Friday, February 02, 2007

Congressman Weiner on President Carter

New York Congressman Anthony Weiner penned the following article in The Jewish Press.
Former presidents hold a place like no other politicians in a democracy. Regardless of their politics, they are honored for their service. And their choice of activities after their presidencies immediately raises the profile of the debate and calls us to arms for good causes.

Being an ex-president is a very important job with great power and prestige.[...]

But when a former president makes up facts and laments the “apartheid” of Israel and blames the “Jewish lobby” for the continuing terror in the Middle East, many observers give the charges the credibility they don’t deserve.

Recently, Carter traveled to Brandeis to engage in what he claimed would be a discussion about the points in his book. Rather than submit to an actual dialogue, however, the former president hid behind pre-screened questions and did not allow for a free-flowing discussion about the peace process.

At Brandeis, Mr. Carter claimed Israelis do not “permit the Palestinians to exercise their basic human and political rights.” Even a cursory understanding of the history of the Israeli-Palestinian conflict proves that not to be the case. On at least four occasions, the Israelis have offered the Palestinians a state of their own.

Most recently, with President Clinton at Camp David, Yasir Arafat simply walked away from the table, choosing a campaign of terror over the hard work required to establish a working Palestinian nation.

Those views are reflected in the book itself. On pgs 51-52, Carter claims that important provisions of the Camp David Accords have not been honored. “The Israelis have never granted any appreciable autonomy to the Palestinians,” Carter writes in an attempt to illustrate his point. Carter omits that the PLO and Yasir Arafat opposed autonomy at the time, and that the Israelis have pulled out of Gaza unilaterally and 40% of the West Bank, ceding control to the Palestinian Authority.

At the same speech at Brandeis, Carter charged that Israeli policy – West Bank checkpoints, security fence, etc. – “makes the lives of Palestinians almost intolerable.” That is putting the cart before the horse. It was the Palestinians’ continuing terror campaign against the Israelis that forced them to employ checkpoints and build a wall. If the terror had ended, the wall would never have been built.

And while Carter took the occasion of his speech at Brandeis to concede that his use of the word “apartheid” in the title might cause offense, his decision to equate the treatment of Palestinians with the racist policies of South Africa turns history on its head. It is the Israelis who have for years faced attack from every border and who have repeatedly offered to make peace. It is the Palestinians, so bent on the destruction of Israel, who have walked away from the table and chosen to attack Israeli civilians rather than engage in the much more difficult task of governing themselves and building a peaceful existence in the Middle East.

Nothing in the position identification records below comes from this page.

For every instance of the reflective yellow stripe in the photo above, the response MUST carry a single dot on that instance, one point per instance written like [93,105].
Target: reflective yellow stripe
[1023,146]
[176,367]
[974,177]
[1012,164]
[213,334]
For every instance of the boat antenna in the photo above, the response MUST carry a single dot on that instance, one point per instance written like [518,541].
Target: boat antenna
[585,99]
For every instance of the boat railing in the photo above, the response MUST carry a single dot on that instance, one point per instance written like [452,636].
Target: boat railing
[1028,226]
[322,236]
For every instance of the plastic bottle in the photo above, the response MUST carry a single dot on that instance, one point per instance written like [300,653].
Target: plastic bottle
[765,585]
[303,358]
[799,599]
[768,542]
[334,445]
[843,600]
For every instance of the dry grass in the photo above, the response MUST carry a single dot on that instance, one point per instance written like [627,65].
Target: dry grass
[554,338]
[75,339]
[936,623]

But Jimmy Carter is more than guilty of overstatement and being plain wrong. He is guilty of anti-Semitism. When he rails against the power of the pro-Israel lobby and nods his agreement when the host of “Meet the Press” asks if he thinks “the Jewish lobby” is to blame for the ills of the region, he puts power and respectability behind the same language that anti-Semites have been using from time immemorial.